Oui, c’est l’emploi du mot « racaille » qui a permis à Nicolas Sarkozy d’être élu. Pourquoi ? La gauche aurait du promouvoir l’idée de la mise en place, dans tous les quartiers prioritaires, d’agence de cohésion sociale de proximité (logement, éducation, insécurité, etc). A la tête de l’agence, l’élite de l’Etat, pas un petit sous-préfet mal dégrossi et n’avançant qu’avec le Code général des collectivités en main comme référence absolue. Non, une femme ou un homme investi de la mission de « dégadgétiser » la politique de la ville. Son rôle ? De l’anti-tapisme permanent ; identification des dysfonctionnements dans la création d’une dynamique vertueuse de terrain ; mise en place de programmes de développement économique dits de micro-activités en lien avec les chambres de commerce et les représentants du patronat (commerces de proximité mais aussi entreprises de service à la personne) ; alerte sur les progressions d’insécurité sur le terrain avec renfort immédiat de personnel mobile (policiers et éducateurs de rue) ; réinscription de grands projets culturels et éducatifs de terrain. Le « patron » du territoire sera sommé de venir rendre des comptes sur son bilan, devant la population et les responsables politiques. En situation de mission, tout échec ou bilan mitigé entraînera sa destitution immédiate (la patience des cités a des limites). Mais, face à la difficulté de la tâche, il pourra exercer sa propre défense en pointant les errances administratives de l’Etat et des collectivités territoriales. Les pouvoirs publics doivent passer d’une politique d’affichage, de saupoudrage, à une démarche dynamique sanctionnée de succès visibles et renouvelée en permanence.

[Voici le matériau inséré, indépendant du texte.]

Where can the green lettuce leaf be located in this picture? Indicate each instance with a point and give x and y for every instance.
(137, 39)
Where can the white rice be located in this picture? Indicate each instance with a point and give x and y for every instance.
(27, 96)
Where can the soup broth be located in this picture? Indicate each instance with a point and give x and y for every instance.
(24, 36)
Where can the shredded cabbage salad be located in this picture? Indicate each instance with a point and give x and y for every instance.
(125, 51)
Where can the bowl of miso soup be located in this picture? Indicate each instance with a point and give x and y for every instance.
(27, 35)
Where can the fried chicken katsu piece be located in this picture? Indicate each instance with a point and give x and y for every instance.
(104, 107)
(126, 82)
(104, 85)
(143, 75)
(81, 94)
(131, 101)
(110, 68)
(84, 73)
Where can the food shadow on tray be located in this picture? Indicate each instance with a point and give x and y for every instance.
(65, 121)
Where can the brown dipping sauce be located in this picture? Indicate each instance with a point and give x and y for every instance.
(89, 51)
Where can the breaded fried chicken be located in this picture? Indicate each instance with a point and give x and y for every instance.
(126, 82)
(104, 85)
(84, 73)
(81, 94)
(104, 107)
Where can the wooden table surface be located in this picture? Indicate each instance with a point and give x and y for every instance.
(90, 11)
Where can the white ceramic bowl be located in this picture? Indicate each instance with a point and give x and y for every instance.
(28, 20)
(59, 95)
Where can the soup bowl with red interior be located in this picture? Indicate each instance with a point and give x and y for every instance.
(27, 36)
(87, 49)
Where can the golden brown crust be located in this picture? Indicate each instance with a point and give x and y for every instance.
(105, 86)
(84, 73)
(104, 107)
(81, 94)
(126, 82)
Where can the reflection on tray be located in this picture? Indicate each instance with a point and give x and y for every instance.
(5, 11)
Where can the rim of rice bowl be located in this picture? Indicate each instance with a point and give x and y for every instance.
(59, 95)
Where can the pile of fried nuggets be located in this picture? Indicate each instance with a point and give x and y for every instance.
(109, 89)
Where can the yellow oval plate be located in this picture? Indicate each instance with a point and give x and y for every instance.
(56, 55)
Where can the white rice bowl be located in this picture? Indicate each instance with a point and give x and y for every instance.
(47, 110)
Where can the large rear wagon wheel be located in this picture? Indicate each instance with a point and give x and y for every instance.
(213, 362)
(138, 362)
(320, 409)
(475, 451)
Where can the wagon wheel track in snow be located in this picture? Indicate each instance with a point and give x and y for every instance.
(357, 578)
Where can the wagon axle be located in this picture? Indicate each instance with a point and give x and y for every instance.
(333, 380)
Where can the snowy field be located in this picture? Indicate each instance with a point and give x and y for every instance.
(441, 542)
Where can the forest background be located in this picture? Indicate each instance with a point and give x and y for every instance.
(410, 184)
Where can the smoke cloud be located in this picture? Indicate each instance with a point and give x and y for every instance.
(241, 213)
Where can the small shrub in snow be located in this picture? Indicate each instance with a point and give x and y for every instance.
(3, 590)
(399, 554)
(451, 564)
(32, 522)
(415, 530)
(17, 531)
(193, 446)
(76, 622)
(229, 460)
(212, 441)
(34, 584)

Ainsi soumises à un harcèlement permanent positif des pouvoirs publics, les cités se régénèreront de l’intérieur. Car il faut d’abord réactiver la confiance de ces femmes et de ces hommes montrés depuis trente ans comme des rebuts.
Bien sûr, il est facile, d’un petit blog bien chiadé, d’asséner des « faut que » et des « y’a qu’à ». Je l’entends. Mais qui pourra contester l’idée que l’absence d’autorité des pouvoirs publics dans les cités est la cause essentielle de leur perte ? Qui pourra contester qu’une femme ou un homme habité du sens de l’Etat, déterminé sur les objectifs à atteindre, libre de dire, d’accuser, de bafouer ce ridicule devoir de réserve de la fonction publique, ne se projetterait pas dans un tel projet avec une foi décuplée ? Dans les cités sensibles, il faut des soldats de la cause républicaine perdue. Des pitbulls chargés de pointer un doigt accusateur sur les défaillances sans risque d’être abattus par le chef de service et affichant en permanence le chemin à suivre pour rendre la vie meilleure. La translucidité inouïe de la gauche sur ce terrain a donc entraîné la défaite de Ségolène Royal. Parce que le réformisme de gauche ne doit plus seulement puiser son essence dans les mots valises de la vacuité rabâchée mais sur le terrain des possibles.